A few weeks after [the TDP filed its suit], on Sept. 24, Lewis sued True The Vote. He claims that the group blatantly lied when it said most of its registrations had been rejected, and that the “vacant lot” registrations had been made in 2008 and 2009 — before Houston Votes was founded and when those lots still had homes on them.
“Plaintiffs believe that these are only a small part of the Defendants’ lies that have defamed and libeled Plaintiffs. In addition, Defendants have conspired with others to spread these and other lies,” the suit reads.
According to the lawsuit, [True The Vote president Catherine] Engelbrecht said — at an August meeting which featured DOJ whistleblower J. Christian Adams — that the Houston Votes headquarters is “the Texas office of the New Black Panthers.” In a video on Engelbrecht’s King Street Patriots’ web site, you can see her refer to a building as the “New Black Panthers’ office,” to gasps from the audience. She then mentions that people around the building wear T-shirts that look “suspiciously” like Houston Votes T-shirts.
The Trib has more on this:
The suit arises from comments [Engelbrecht] made at an Aug. 9 True the Vote meeting that linked Houston Votes to the New Black Panthers, a radical black separatist group known for the inflammatory statements of its leaders. The meeting featured a speech from Christian Adams, the Department of Justice lawyer who resigned in June to protest a decision by his higher-ups to drop an investigation into whether the Panthers intimidated Philadelphia voters during the 2008 presidential elections. While introducing Adams, Engelbrecht showed an undated clip of an unidentified black man in dreadlocks on speaking on Fox News, saying, “We have to exterminate white people off the face of this planet to solve this problem.” After playing the clip, Engelbrecht said, “Houston has a new neighbor; the New Black Panthers have opened up an office.” Then she showed an image of the Houston Votes office, saying: “That looks mysteriously like the T-shirt that the Houston Vote group wears.”
The Liberty Institute, a conservative legal advocacy group that litigates First Amendment claims, is representing Engelbrecht and the Patriots in the defamation suit.

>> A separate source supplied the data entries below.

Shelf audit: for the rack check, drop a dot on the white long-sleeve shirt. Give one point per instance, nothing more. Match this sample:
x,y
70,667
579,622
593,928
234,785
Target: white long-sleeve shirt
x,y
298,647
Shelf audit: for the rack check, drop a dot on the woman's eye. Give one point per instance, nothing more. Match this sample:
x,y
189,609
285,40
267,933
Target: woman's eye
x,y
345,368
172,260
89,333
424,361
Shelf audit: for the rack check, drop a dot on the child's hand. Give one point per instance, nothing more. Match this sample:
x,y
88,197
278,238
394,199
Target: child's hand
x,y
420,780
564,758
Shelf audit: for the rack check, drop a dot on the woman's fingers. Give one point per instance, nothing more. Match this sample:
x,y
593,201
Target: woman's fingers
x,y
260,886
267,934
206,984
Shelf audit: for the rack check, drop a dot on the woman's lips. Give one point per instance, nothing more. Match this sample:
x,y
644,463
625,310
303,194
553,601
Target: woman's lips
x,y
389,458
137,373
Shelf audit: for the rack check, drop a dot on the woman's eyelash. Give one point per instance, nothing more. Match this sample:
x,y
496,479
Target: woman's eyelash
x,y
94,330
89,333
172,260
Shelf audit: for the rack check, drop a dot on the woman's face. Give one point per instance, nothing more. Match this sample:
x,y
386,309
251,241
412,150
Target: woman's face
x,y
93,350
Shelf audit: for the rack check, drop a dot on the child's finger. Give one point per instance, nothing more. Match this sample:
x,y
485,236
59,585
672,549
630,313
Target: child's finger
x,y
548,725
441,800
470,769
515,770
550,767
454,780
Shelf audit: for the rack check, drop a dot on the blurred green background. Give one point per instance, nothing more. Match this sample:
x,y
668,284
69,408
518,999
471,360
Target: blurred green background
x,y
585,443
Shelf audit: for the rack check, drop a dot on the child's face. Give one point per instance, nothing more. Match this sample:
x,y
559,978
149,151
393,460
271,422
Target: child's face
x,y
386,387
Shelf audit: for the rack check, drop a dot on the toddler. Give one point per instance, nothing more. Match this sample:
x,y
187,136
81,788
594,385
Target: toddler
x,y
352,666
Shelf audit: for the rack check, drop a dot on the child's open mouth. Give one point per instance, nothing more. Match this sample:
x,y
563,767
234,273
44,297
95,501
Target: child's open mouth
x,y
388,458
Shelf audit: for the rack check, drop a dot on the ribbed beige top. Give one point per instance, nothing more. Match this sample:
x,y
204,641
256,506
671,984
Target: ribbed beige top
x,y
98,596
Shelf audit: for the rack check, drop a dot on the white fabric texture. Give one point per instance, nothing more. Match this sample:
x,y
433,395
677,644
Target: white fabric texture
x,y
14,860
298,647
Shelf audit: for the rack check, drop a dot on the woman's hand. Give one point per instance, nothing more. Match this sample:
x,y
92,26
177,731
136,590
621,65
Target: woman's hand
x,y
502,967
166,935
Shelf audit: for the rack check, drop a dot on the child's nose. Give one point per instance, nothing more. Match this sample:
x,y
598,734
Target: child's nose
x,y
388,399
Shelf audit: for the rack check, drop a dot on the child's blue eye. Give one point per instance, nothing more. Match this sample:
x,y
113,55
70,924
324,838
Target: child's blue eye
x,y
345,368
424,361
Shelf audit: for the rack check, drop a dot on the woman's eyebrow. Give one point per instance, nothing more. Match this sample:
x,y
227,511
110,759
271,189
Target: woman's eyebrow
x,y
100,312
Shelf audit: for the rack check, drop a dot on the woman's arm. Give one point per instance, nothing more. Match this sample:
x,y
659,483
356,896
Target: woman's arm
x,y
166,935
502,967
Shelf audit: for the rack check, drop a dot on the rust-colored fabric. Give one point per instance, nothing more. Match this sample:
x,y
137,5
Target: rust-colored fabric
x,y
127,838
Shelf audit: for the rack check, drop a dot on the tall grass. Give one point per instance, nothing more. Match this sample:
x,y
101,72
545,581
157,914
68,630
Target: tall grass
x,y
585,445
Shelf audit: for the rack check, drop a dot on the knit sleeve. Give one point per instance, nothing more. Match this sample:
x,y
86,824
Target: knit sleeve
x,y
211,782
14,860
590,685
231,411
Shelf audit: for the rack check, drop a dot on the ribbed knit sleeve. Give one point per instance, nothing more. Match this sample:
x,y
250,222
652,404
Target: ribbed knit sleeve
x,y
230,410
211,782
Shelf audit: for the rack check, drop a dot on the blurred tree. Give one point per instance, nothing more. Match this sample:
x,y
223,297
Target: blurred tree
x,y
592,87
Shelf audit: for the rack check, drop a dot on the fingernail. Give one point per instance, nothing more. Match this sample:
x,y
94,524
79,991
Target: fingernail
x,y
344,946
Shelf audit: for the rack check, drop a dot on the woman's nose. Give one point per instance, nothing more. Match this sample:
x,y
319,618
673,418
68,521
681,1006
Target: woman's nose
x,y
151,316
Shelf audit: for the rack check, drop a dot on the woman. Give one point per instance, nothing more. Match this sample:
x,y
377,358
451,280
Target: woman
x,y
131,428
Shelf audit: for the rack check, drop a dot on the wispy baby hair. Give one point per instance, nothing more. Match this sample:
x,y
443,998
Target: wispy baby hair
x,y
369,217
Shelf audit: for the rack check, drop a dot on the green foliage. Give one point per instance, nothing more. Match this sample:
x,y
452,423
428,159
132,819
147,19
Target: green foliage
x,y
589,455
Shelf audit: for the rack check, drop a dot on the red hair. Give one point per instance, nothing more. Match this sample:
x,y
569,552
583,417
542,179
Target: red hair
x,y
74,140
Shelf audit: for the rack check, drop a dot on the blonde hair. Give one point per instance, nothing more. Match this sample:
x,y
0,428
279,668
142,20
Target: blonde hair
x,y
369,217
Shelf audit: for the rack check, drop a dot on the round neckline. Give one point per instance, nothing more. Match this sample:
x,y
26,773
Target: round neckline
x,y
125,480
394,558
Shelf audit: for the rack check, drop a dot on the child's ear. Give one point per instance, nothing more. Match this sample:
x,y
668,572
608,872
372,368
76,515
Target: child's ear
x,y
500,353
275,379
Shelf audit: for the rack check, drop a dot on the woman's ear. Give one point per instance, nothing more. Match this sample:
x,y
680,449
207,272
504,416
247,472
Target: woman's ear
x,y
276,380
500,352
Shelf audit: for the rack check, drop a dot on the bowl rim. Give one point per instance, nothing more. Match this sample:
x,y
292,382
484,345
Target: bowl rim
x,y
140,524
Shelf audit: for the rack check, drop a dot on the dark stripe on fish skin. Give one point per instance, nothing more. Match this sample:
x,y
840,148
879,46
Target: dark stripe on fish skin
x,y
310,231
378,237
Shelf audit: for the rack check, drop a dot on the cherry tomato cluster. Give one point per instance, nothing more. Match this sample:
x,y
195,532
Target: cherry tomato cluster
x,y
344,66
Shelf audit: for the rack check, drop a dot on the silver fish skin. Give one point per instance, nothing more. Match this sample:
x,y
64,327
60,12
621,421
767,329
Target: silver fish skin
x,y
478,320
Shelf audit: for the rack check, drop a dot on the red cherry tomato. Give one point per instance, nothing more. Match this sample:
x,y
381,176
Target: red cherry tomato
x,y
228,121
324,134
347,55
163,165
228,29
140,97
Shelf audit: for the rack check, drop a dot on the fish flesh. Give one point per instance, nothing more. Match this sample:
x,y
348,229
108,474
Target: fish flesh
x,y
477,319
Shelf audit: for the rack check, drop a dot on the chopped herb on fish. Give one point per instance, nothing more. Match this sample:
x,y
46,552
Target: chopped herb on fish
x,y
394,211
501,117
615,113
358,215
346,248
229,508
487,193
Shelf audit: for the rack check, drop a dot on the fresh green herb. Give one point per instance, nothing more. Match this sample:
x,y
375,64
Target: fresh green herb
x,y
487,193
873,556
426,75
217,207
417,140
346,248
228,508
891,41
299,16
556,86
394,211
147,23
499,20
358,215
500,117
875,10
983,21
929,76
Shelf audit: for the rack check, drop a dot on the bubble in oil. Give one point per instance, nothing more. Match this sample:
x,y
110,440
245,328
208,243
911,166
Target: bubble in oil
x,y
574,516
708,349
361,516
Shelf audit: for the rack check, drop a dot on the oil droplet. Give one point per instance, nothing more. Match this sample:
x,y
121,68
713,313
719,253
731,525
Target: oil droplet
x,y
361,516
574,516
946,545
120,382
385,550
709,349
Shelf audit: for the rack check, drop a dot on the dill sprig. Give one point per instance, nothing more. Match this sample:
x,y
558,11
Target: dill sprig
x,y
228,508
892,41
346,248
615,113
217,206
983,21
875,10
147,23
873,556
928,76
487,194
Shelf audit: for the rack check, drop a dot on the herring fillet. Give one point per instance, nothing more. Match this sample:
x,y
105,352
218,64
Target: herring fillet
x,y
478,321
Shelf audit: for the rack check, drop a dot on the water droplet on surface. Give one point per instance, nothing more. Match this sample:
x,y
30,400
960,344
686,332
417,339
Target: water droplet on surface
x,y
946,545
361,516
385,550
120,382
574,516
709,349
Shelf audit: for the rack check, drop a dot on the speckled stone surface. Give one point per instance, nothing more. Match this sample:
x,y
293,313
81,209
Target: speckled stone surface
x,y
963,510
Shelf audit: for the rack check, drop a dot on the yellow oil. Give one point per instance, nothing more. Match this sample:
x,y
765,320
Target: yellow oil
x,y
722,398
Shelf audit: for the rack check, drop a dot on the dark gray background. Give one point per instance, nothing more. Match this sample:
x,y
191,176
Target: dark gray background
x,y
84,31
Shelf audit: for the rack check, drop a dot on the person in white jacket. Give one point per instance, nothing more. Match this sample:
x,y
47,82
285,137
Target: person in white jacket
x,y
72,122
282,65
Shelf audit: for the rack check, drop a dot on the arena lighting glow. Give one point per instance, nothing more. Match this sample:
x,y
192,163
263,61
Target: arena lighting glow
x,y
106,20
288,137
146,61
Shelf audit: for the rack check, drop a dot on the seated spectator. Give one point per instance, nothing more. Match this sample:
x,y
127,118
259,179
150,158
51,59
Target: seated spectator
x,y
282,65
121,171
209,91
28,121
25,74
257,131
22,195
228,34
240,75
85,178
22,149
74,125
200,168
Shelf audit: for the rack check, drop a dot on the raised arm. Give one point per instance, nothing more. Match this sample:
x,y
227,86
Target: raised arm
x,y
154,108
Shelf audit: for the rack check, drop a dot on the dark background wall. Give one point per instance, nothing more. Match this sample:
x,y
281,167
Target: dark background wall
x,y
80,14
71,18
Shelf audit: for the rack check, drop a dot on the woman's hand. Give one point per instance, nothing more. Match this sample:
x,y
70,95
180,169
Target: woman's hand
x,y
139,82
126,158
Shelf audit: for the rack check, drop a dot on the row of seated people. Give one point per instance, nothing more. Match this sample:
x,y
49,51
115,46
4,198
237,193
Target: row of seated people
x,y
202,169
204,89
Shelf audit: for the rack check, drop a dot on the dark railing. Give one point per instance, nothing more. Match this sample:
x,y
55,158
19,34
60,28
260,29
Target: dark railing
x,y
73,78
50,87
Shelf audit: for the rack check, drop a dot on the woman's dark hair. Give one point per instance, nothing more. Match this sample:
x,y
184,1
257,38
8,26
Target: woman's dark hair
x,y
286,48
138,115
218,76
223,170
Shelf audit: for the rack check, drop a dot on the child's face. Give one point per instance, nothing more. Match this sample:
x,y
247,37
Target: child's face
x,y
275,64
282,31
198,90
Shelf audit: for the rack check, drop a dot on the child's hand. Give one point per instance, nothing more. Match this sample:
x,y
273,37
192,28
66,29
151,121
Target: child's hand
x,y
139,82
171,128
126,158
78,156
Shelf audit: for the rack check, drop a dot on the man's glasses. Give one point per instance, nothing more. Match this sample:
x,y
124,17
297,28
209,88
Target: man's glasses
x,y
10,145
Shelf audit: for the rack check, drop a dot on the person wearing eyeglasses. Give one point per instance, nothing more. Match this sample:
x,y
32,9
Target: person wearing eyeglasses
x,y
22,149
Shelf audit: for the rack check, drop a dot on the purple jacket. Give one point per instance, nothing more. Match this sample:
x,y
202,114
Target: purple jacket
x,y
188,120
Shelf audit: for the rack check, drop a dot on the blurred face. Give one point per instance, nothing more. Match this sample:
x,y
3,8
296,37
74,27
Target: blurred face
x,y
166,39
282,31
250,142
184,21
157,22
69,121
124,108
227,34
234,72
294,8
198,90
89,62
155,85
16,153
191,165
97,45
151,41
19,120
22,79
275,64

Jeff Mateer, the Institute’s general counsel, declined comment on Engelbrecht’s behalf but said they’ll file an answer to Lewis’ complaint by Oct. 25. In a separate conversation, the Institute’s executive director, Hiram Sasser, called the suit “an effort to intimidate citizens to exercise their rights to free speech and the government,” adding that the Constitution provides broad protection to citizens who engage in political speech.
George says there’s a difference between Engelbrecht’s “known falsehoods” and protected political speech. “The complaining of one side that the other is a genocidal criminal is well beyond the pale of what we allow in America,” he says, noting that citizens can “talk about public matters in any way they want to, but they cannot make up lies.”
You can see the video in question at the Trib link. I have no idea what will happen with the suit, though I welcome any opinions from actual lawyers about it. What I do know is that in a real sense, Vasquez and Engelbrecht and that lot have already won:
Meanwhile, on Oct. 4 — the deadline for registering to vote for the November election — Houston Votes 2010 was well below its goal of adding 100,000 new voters to the rolls. “We had registered around 29,000 as of Vasquez’s press conference, when we lost substantial canvassers, funding, and volunteers,” Lewis said in an e-mail. “I do not have the final number from the database managers, but I believe we registered over 35,000 people.”
Houston Votes brought some problems on itself, and it may be that no one group can register 100,000 people in a place like Harris County in that short a time frame. It’s still a great shame that they ran into such fierce resistance for the act of trying to get people involved in our democracy. Fear is too powerful a force, I guess. Juanita and Glenn Smith have more.